AMENDMENTS TO MIC STATUTE WOULD OVERTURN PRO-TAXPAYER RULINGS

By Chris Micheli

Amendments being drafted for the manufacturers’ investment credit (MIC) statute would have the effect of overturning decisions of the State Board of Equalization that favor taxpayers. The amendments were before the Senate Revenue and Taxation Committee’s April 30 informational hearing on the MIC.

As such, these amendments, if enacted into law, would overturn the taxpayers’ victories in the SaveMart Supermarkets, Bronco Wine Company, California Steel Industries, and Baxter Healthcare MIC appeals.  The only one not affected is Milpitas Materials, which the taxpayer won on a 5-0 vote that prevents bifurcation of MIC assets.

These amendments are quite substantive in nature.  Below is replicated the description of the amendments used by the Senate Revenue and Taxation Committee’s analysis, as well as the Legislative Counsel, and then an examination of the actual language of the amendments as drafted to SB 616 (Cedillo).

The committee’s explanation of the purpose of these amendments is as follows:  “In recent years, the Board of Equalization has acted to substantially broaden the application of the MIC – arguably beyond what was intended by the Legislature when the MIC was enacted.  The attached amendments would narrow the MIC with respect to":

·        Definition of a qualified taxpayer (by providing that a taxpayer must be engaged in a line of business “classified in,” rather than “described in,” a qualified Standard Industrial Classification code activity);

·        Refer to Internal Revenue Code Section 1245(a)(3)(A), rather than 1245(a) (so as to clarify that qualifying property must be tangible personal property, rather than fixtures such as wine tanks);

·        Provide that the MIC is to be narrowly construed by the Board of Equalization, rather than expansively construed;

·        Limit capitalized labor cost of third-party construction contractors to 50 percent of cost (to eliminate MIC applying to indirect labor costs when labor is provided by third-party contractors);

·        Clarify legislative intent that qualified property must not only be used in a specified activity (manufacturing, R&D, etc.), but must also be used in the qualified SIC code activity of the taxpayer;

·        Clarify that the MIC would only apply to a portion of a building that qualifies as a “special purpose,” and not to the entire building.

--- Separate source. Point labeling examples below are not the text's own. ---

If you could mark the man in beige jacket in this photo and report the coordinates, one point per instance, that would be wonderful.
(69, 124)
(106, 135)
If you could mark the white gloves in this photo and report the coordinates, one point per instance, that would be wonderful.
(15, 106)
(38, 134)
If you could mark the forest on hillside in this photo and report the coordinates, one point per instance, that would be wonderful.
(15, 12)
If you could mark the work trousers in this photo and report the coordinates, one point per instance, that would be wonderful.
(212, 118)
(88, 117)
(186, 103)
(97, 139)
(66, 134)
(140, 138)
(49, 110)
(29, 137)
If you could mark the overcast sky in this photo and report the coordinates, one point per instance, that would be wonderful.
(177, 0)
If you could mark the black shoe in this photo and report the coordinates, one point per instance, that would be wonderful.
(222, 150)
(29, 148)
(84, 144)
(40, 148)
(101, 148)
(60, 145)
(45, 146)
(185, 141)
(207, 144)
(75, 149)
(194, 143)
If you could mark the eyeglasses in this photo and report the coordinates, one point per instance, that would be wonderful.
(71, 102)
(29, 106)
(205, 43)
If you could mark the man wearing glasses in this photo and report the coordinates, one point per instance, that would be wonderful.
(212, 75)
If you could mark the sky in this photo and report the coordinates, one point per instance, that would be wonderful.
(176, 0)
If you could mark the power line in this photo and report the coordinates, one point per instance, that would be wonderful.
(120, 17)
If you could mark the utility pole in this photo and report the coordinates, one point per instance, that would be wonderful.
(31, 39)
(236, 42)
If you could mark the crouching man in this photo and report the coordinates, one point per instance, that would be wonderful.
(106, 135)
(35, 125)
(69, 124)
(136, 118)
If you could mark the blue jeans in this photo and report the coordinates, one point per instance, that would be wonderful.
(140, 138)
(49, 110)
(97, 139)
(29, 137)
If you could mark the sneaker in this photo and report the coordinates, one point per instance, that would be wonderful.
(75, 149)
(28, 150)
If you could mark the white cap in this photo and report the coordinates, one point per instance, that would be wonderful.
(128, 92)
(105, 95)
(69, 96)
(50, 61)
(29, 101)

The Legislative Counsel’s Digest for the SB 616 amendments includes the following descriptions:  “This bill would clarify that in order to be eligible for the MIC, a qualified taxpayer must be engaged in a business activity classified in the SIC Code.  This bill would clarify that the term 'qualified property eligible for the credit' is limited to tangible personal property and that, with respect to special purpose buildings, would clarify that only that portion of a building that is used in the specified activity constitutes qualified property.  This bill would also clarify that for purposes of the MIC, only capitalized labor costs are eligible for the credit.”

Here is the troubling nature of these amendments (as described by the Legislative Counsel's Digest):  “This bill would declare that the amendments made by this bill are clarifying changes that are declaratory of existing law and that these amendments would be applied retroactively to January 1, 1994, when the MIC was first authorized.”

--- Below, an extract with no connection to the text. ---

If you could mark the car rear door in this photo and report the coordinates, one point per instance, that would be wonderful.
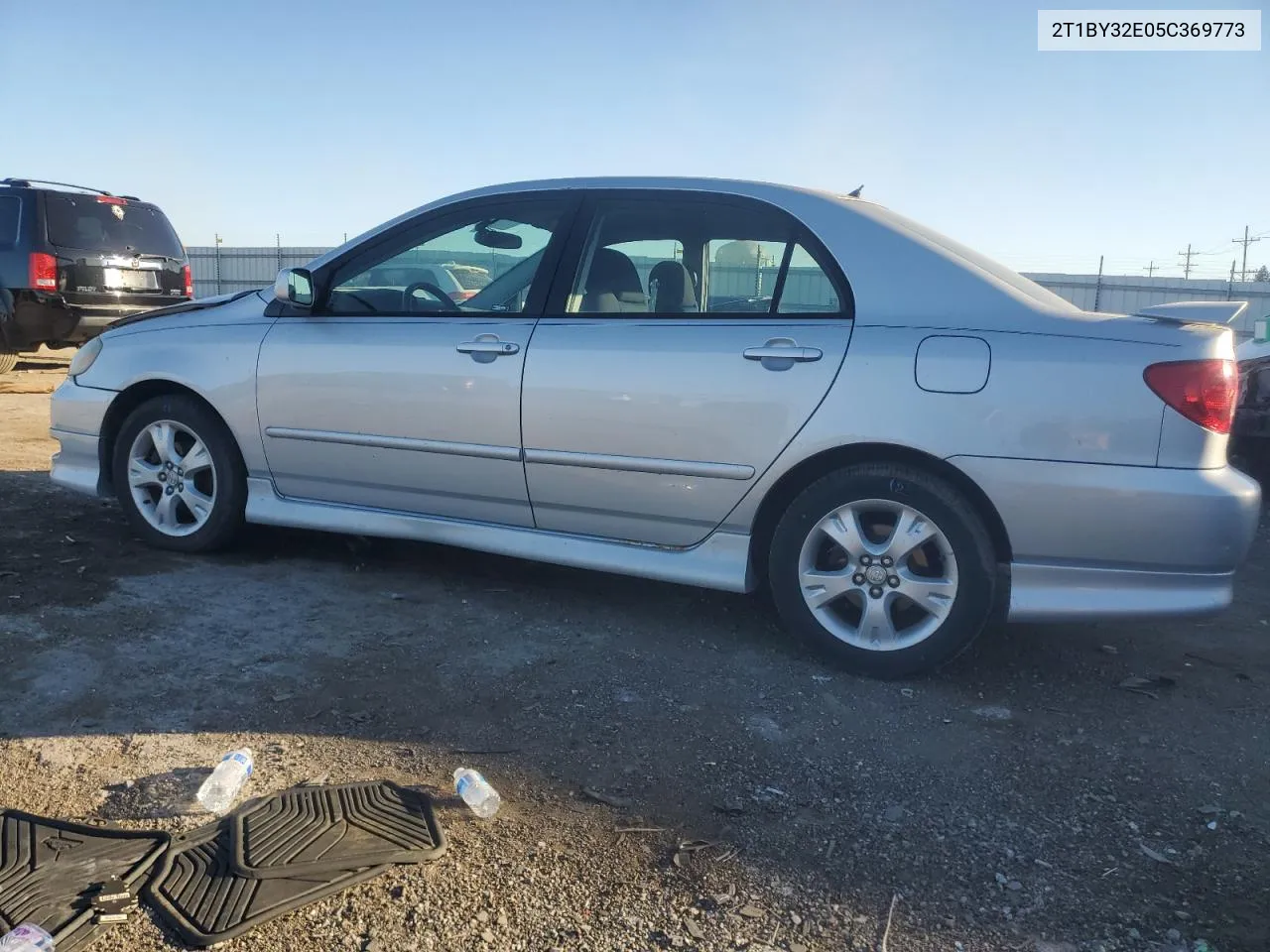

One positive aspect is that the Legislative Counsel recognizes that these amendments narrow the scope of the current MIC statute and, therefore, raise revenues.  As such, these changes require a 2/3 majority vote for enactment, whereas an extension of the MIC’s sunset date requires a majority vote.

The following is the actual proposed language as drafted for SB 616 (with new language in italics, and prior language in strikeout):

Qualified Taxpayer Definition (overturning the SaveMart Supermarkets decision) - CRTC Sections 17053.49 and 23649 subdivisions (b)(4) and (c)(1)

“…engaged in those lines of business described classified in Codes 2011 to 3999, inclusive, of the SIC Manual, 1987 edition.”

Qualified Property Definition (making the statute consistent with the Bronco Wine Company decision) - CRTC Sections 17053.49 and 23649 subdivisions (d)(1) and (d)(2)

“…tangible personal property that is defined in Section 1245(a)(3)(A) of the IRC for use by a qualified taxpayer in those lines of business described classified in Codes 2011 to 3999, inclusive, of the SIC Manual, 1987 edition, and that is primarily used for any of the following…”

Capitalized Labor Definition (overturning the CA Steel Industries and Baxter Healthcare decisions) - CRTC Sections 17053.49 and 23649 subdivision (d)(3)

“(3) The value amount of any capitalized labor costs that are directly allocable to the construction or modification of property described in paragraphs (1) or (2), or (4) as follows:  (A) With respect to employee labor, capitalized labor costs shall be limited to capitalized direct labor cost within the meaning of Section 163A [sic] of the IRC and the regulations thereunder.  (B) With respect to independent contract labor, capitalized labor costs shall be limited to 50 percent of the labor costs paid to the independent contractor.  For purposes of this subparagraph, “labor costs paid to the independent contractor” means all amounts paid to an independent contractor with the exclusion of those amounts paid to the independent contractor for overhead, profit, materials, equipment, and any other reimbursable costs paid to the independent contractor.  These excluded reimbursable costs shall only be eligible for the credit to the extent that the amount paid otherwise satisfies the requirements of paragraph (1) of subdivision (b).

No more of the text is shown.